Increasing cloudiness in Arctic damps the increase in phytoplankton primary production due to sea ice receding
- 1Université du Québec à Rimouski, Département de Biologie, Chimie et Géographie and BORÉAS, 300 allée des Ursulines, Rimouski, Québec, G5L 3A1, Canada
- 2Takuvik Joint International Laboratory (CNRS & ULaval), Département de Biologie, Québec-Océan and Arcticnet, Université Laval, Pavillon Alexandre-Vachon, 1045, av. de la Médecine, Québec (Québec), G1V 0A6, Canada
Abstract. The Arctic Ocean and its marginal seas are among the marine regions most affected by climate change.

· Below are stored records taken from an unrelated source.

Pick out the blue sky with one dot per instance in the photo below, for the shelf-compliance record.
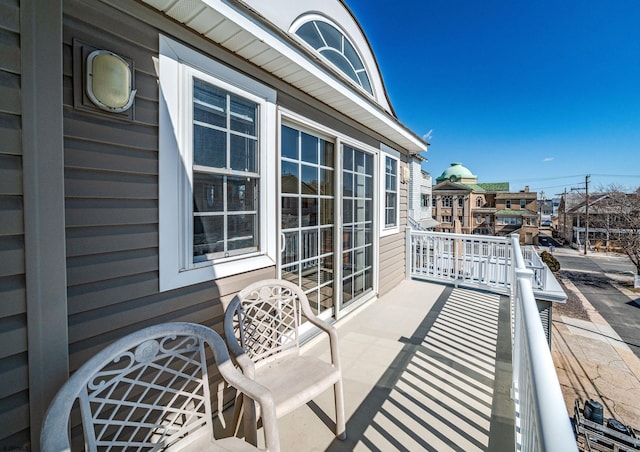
(536, 93)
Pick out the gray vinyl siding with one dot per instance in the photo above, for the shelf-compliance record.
(393, 248)
(111, 201)
(14, 398)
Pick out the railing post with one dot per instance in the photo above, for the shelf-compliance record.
(409, 254)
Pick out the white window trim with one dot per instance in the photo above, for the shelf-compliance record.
(386, 151)
(176, 66)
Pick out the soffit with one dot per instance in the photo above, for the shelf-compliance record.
(254, 41)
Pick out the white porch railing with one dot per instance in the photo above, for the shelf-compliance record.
(492, 263)
(471, 260)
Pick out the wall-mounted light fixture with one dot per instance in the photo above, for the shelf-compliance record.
(109, 81)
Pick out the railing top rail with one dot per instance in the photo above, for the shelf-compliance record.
(466, 237)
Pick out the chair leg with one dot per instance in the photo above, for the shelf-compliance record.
(250, 421)
(238, 410)
(341, 429)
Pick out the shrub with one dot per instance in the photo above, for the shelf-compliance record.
(551, 261)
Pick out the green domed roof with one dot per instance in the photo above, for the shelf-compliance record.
(456, 173)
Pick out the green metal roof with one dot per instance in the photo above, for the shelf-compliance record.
(495, 186)
(516, 213)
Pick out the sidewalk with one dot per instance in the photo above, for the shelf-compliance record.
(593, 362)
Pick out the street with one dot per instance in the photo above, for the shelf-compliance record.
(596, 275)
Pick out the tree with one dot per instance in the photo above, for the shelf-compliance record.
(615, 218)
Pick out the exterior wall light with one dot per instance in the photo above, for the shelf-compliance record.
(109, 81)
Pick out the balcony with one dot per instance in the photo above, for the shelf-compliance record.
(454, 358)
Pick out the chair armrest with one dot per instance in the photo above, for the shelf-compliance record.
(260, 394)
(333, 338)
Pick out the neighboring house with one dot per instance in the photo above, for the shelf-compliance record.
(260, 142)
(420, 195)
(571, 218)
(518, 212)
(572, 221)
(461, 204)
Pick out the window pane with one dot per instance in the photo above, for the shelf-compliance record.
(291, 274)
(347, 159)
(326, 241)
(326, 153)
(243, 154)
(309, 212)
(289, 177)
(209, 115)
(326, 211)
(290, 253)
(209, 147)
(290, 213)
(341, 63)
(309, 243)
(243, 115)
(309, 179)
(242, 194)
(309, 33)
(242, 231)
(208, 193)
(210, 104)
(309, 145)
(359, 162)
(348, 184)
(331, 35)
(347, 211)
(289, 143)
(208, 235)
(326, 182)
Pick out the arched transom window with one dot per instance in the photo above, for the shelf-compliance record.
(333, 45)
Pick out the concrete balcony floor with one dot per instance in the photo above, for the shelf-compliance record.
(425, 367)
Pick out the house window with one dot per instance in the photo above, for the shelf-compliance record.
(390, 192)
(216, 206)
(335, 47)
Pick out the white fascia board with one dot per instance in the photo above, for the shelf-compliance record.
(291, 54)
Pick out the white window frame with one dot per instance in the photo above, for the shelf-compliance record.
(385, 153)
(177, 66)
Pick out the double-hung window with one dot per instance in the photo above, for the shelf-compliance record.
(390, 187)
(216, 199)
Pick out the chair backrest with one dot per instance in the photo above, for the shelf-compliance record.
(146, 391)
(265, 318)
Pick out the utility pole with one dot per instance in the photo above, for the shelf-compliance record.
(586, 214)
(564, 223)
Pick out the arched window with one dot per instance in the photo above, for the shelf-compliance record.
(334, 46)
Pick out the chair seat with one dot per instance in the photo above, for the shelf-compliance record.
(295, 380)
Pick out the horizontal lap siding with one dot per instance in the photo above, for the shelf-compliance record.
(111, 201)
(392, 250)
(14, 398)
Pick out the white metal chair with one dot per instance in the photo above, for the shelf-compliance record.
(262, 329)
(150, 391)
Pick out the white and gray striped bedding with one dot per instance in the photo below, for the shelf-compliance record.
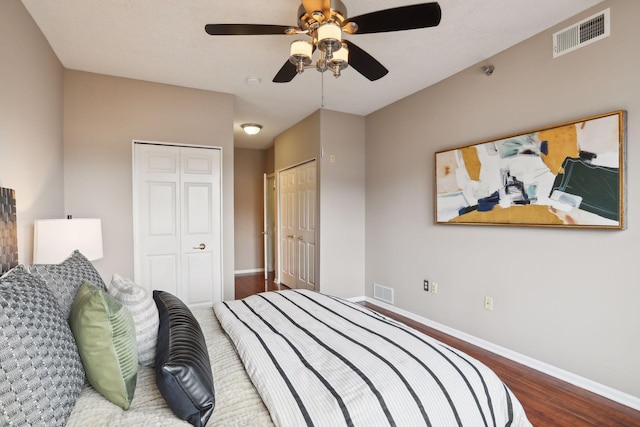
(322, 361)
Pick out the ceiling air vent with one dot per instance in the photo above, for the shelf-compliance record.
(582, 33)
(383, 293)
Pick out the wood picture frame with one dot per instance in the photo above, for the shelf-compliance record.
(569, 175)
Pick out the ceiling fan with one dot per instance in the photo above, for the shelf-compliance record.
(324, 21)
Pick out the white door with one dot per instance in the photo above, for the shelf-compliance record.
(288, 227)
(177, 221)
(306, 226)
(298, 226)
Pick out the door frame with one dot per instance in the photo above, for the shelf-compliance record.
(135, 216)
(278, 220)
(270, 251)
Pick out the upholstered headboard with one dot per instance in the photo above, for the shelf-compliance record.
(8, 230)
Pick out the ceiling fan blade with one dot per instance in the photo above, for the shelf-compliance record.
(398, 19)
(364, 63)
(286, 73)
(245, 29)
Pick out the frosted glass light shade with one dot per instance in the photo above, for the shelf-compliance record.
(301, 49)
(251, 128)
(341, 55)
(55, 239)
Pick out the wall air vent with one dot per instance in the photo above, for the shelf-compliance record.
(383, 293)
(587, 31)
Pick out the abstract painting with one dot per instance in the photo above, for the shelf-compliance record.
(568, 175)
(8, 230)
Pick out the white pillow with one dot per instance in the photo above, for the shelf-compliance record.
(144, 312)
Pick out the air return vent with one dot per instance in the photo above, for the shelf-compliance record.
(585, 32)
(383, 293)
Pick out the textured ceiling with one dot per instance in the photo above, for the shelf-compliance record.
(164, 41)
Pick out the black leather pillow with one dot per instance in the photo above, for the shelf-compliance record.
(183, 370)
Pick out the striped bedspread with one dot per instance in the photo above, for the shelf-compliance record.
(317, 360)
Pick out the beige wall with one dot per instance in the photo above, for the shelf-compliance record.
(249, 169)
(342, 206)
(340, 193)
(103, 115)
(565, 297)
(31, 84)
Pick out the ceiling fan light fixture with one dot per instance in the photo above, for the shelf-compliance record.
(329, 38)
(251, 128)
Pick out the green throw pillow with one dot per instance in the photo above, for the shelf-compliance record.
(106, 338)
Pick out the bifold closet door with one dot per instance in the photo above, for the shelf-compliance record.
(298, 226)
(177, 221)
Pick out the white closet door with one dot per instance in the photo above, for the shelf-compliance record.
(298, 226)
(177, 221)
(288, 217)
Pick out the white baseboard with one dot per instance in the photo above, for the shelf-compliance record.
(250, 271)
(582, 382)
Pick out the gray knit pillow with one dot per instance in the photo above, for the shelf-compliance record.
(144, 312)
(65, 279)
(41, 374)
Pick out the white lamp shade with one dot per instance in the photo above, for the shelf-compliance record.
(55, 239)
(341, 55)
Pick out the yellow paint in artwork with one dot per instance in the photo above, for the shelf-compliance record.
(525, 214)
(471, 162)
(562, 142)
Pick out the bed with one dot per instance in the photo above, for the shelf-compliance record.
(320, 360)
(283, 358)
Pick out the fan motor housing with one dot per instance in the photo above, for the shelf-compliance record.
(310, 21)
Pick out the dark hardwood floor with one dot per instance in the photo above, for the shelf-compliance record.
(546, 400)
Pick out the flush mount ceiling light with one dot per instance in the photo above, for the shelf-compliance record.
(324, 22)
(251, 128)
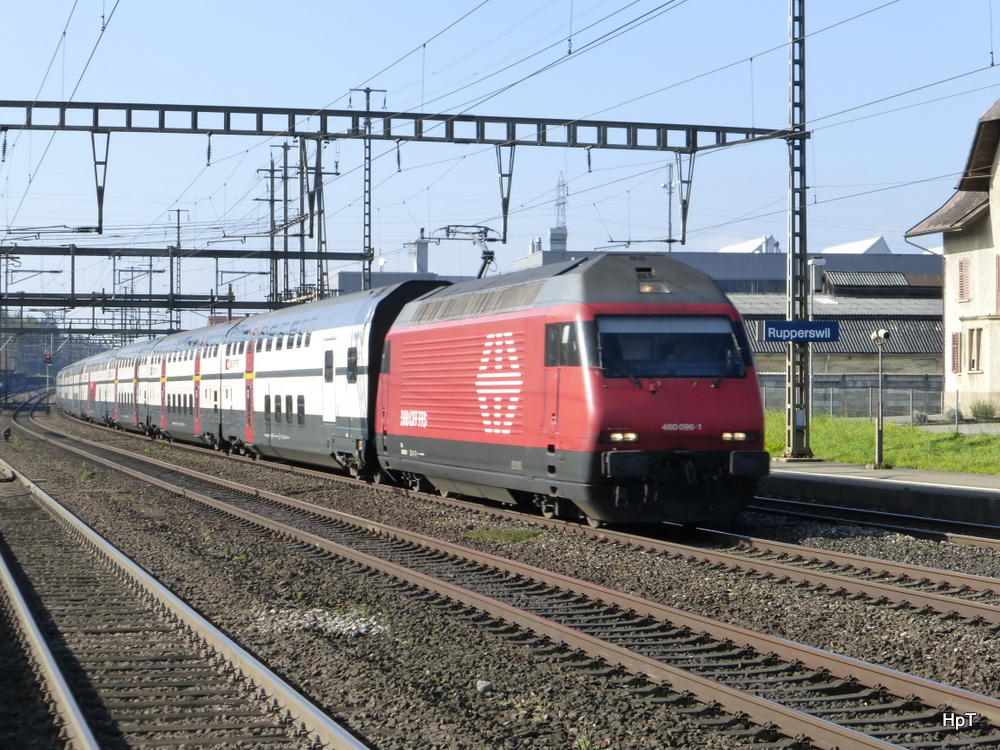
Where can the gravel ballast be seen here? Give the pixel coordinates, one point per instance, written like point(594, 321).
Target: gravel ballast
point(395, 668)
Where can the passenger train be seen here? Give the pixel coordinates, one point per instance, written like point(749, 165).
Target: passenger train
point(616, 388)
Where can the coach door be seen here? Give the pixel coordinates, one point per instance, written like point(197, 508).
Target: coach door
point(248, 383)
point(135, 392)
point(196, 396)
point(329, 381)
point(115, 412)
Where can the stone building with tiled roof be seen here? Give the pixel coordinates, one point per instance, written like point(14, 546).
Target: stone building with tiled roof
point(972, 269)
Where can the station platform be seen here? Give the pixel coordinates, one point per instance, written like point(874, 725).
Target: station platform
point(970, 498)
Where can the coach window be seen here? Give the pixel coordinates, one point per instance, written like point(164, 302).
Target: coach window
point(352, 364)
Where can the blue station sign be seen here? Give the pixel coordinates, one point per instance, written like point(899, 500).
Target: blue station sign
point(801, 330)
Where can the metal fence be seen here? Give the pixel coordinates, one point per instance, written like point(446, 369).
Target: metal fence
point(863, 402)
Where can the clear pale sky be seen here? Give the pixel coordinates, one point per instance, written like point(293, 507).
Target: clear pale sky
point(894, 93)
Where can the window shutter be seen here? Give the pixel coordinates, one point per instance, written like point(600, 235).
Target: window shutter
point(963, 279)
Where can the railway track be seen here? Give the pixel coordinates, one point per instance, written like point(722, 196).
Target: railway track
point(124, 664)
point(948, 593)
point(803, 691)
point(937, 529)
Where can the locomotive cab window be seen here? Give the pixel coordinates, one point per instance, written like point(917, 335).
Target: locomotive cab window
point(566, 344)
point(669, 346)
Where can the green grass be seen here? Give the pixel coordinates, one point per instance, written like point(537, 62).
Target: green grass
point(841, 440)
point(502, 535)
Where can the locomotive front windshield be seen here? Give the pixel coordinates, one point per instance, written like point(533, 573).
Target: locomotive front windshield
point(669, 346)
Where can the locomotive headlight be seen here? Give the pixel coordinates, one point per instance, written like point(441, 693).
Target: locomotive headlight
point(620, 436)
point(740, 437)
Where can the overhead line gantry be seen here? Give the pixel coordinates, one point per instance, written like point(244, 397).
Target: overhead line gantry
point(101, 119)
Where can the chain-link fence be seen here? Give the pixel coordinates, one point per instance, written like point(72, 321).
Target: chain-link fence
point(918, 405)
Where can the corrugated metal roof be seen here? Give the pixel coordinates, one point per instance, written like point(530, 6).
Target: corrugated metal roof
point(774, 266)
point(773, 306)
point(914, 336)
point(863, 278)
point(916, 325)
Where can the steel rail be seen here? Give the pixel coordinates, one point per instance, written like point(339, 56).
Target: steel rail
point(76, 729)
point(303, 712)
point(759, 710)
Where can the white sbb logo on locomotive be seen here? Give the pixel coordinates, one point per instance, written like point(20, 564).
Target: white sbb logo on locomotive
point(412, 418)
point(499, 383)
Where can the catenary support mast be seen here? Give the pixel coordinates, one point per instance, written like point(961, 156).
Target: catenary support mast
point(797, 363)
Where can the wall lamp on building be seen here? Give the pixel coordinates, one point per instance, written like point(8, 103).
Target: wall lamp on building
point(880, 338)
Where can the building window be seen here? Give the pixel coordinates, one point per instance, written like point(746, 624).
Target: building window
point(975, 349)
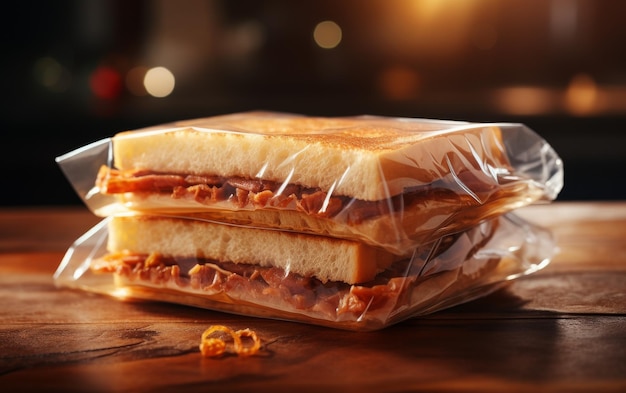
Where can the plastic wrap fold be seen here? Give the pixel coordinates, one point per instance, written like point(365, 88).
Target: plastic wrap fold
point(348, 222)
point(451, 270)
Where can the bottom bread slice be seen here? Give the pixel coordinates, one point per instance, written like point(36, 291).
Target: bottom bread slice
point(444, 273)
point(325, 258)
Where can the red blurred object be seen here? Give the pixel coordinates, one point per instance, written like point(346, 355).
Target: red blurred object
point(106, 83)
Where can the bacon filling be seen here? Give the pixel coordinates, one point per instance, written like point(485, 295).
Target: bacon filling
point(255, 193)
point(256, 284)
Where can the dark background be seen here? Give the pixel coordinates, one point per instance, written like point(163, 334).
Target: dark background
point(559, 66)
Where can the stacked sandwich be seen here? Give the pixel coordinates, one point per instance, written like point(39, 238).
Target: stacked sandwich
point(353, 222)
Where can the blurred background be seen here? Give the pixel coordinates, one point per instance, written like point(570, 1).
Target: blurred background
point(78, 71)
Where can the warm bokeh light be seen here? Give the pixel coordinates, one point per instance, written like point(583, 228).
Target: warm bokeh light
point(105, 83)
point(327, 34)
point(581, 96)
point(135, 81)
point(159, 82)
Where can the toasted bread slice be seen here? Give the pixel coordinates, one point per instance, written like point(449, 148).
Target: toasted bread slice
point(365, 157)
point(327, 259)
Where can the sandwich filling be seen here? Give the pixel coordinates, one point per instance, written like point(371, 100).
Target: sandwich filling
point(246, 193)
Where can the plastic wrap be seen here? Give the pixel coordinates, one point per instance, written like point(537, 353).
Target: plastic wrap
point(391, 182)
point(451, 270)
point(423, 208)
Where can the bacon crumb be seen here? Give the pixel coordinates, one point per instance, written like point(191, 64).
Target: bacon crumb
point(216, 339)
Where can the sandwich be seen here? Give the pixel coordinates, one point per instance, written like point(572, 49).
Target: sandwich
point(293, 276)
point(387, 182)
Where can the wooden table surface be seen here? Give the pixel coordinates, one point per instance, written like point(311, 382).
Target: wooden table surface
point(561, 329)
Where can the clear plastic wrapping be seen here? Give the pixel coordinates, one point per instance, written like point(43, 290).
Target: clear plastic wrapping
point(390, 182)
point(451, 270)
point(254, 213)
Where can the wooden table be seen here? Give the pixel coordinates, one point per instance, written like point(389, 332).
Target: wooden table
point(561, 329)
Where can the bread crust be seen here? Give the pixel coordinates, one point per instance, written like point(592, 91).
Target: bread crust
point(422, 220)
point(327, 259)
point(364, 157)
point(444, 274)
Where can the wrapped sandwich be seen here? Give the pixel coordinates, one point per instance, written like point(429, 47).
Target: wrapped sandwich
point(353, 222)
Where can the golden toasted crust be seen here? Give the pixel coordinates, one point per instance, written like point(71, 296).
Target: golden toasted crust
point(368, 158)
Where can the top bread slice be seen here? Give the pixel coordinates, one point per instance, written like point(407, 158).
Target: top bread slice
point(365, 157)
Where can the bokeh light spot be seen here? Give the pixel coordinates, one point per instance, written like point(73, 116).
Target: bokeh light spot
point(159, 82)
point(327, 34)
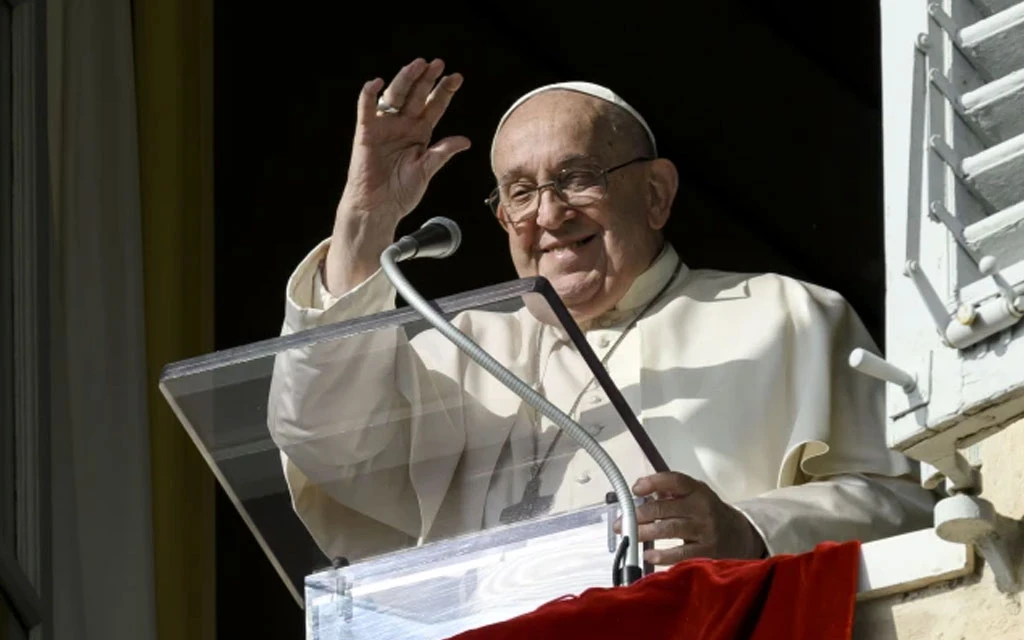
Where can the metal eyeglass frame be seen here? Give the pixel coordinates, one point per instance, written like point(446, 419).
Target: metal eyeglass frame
point(494, 200)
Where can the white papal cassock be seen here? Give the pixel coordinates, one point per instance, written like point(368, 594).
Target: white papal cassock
point(740, 380)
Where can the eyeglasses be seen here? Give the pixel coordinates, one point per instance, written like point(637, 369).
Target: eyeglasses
point(577, 186)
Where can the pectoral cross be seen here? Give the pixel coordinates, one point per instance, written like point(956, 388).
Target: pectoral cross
point(531, 505)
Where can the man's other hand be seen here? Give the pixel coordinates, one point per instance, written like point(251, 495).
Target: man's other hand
point(682, 508)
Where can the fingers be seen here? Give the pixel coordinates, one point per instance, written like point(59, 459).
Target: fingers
point(667, 483)
point(438, 155)
point(418, 94)
point(440, 97)
point(367, 105)
point(397, 92)
point(679, 553)
point(659, 509)
point(674, 528)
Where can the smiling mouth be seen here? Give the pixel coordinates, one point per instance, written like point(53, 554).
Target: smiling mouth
point(576, 245)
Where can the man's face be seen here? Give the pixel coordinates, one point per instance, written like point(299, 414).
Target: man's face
point(590, 254)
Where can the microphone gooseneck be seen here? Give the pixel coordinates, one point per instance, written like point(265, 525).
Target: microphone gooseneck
point(439, 238)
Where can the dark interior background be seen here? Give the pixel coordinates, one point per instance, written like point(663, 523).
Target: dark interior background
point(769, 108)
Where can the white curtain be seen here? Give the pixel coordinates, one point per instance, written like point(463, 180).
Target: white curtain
point(102, 540)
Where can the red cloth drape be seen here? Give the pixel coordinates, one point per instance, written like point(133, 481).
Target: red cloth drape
point(797, 597)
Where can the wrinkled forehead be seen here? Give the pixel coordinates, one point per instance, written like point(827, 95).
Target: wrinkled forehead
point(570, 99)
point(547, 131)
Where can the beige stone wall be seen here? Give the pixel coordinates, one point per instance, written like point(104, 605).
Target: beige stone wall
point(970, 608)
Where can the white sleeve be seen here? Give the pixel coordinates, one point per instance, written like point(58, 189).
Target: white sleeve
point(795, 519)
point(340, 413)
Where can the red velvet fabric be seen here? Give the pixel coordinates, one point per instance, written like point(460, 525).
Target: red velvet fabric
point(796, 597)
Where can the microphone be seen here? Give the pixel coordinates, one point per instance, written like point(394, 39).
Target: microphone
point(438, 238)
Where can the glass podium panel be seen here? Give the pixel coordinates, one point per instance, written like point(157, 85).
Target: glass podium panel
point(370, 437)
point(444, 588)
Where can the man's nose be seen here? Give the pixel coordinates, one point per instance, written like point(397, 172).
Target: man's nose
point(552, 210)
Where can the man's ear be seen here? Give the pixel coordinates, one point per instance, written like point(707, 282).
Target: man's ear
point(663, 182)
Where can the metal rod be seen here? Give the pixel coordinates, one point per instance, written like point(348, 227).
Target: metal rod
point(870, 365)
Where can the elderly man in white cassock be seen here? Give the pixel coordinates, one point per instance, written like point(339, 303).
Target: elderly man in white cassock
point(740, 380)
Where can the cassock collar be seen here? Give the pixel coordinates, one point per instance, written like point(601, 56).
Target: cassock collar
point(652, 281)
point(643, 290)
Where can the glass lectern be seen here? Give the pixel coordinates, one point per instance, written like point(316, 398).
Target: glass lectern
point(394, 486)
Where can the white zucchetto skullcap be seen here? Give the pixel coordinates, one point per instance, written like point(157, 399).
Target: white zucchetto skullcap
point(588, 88)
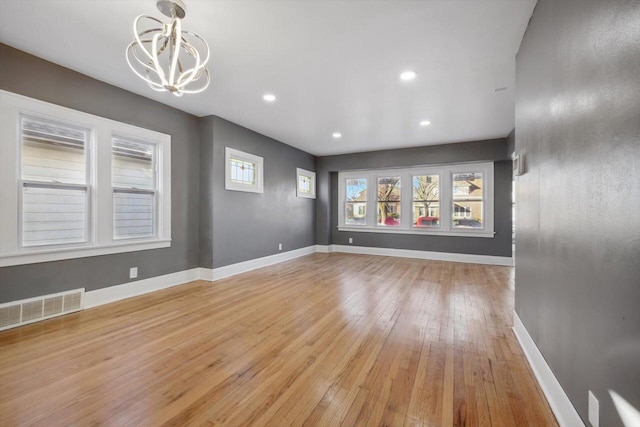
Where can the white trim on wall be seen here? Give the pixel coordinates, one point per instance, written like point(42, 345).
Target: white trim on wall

Here we present the results of a diagnostic model used to assess the primary production (PP) trends over the 1998–2010 period at pan-Arctic, regional and local (i.e. 9.28 km resolution) scales. Photosynthetically active radiation (PAR) above and below the sea surface was estimated using precomputed look-up tables of spectral irradiance, taking as input satellite-derived cloud optical thickness and cloud fraction parameters from the International Satellite Cloud Climatology Project (ISCCP) and sea ice concentration from passive microwaves data. A spectrally resolved PP model, designed for optically complex waters, was then used to assess the PP trends at high spatial resolution. Results show that PP is rising at a rate of +2.8 TgC yr−1 (or +14% decade−1) in the circum-Arctic and +5.1 TgC yr−1 when sub-Arctic seas are considered. In contrast, incident PAR above the sea surface (PAR(0+)) has significantly decreased over the whole Arctic and sub-Arctic Seas, except over the perennially sea-ice covered waters of the Central Arctic Ocean. This fading of PAR(0+) (−8% decade−1) was caused by increasing cloudiness during summer. Meanwhile, PAR penetrating the ocean (PAR(0−)) increased only along the sea ice margin over the large Arctic continental shelf where sea ice concentration declined sharply since 1998. Overall, PAR(0−) slightly increased in the circum-Arctic (+3.4% decade−1), while it decreased when considering both Arctic and sub-Arctic Seas (−3% decade−1). We showed that rising phytoplankton biomass (i.e. chlorophyll a) normalized by the diffuse attenuation of photosynthetically usable radiation (PUR), accounted for a larger proportion of the rise in PP than did the increase in light availability due to sea-ice loss in several sectors, and particularly in perennially and seasonally open waters. Against a general backdrop of rising productivity over Arctic shelves, significant negative PP trends and the timing of phytoplankton spring-summer bloom were observed in regions known for their great biological importance such as the coastal polynyas of northern Greenland.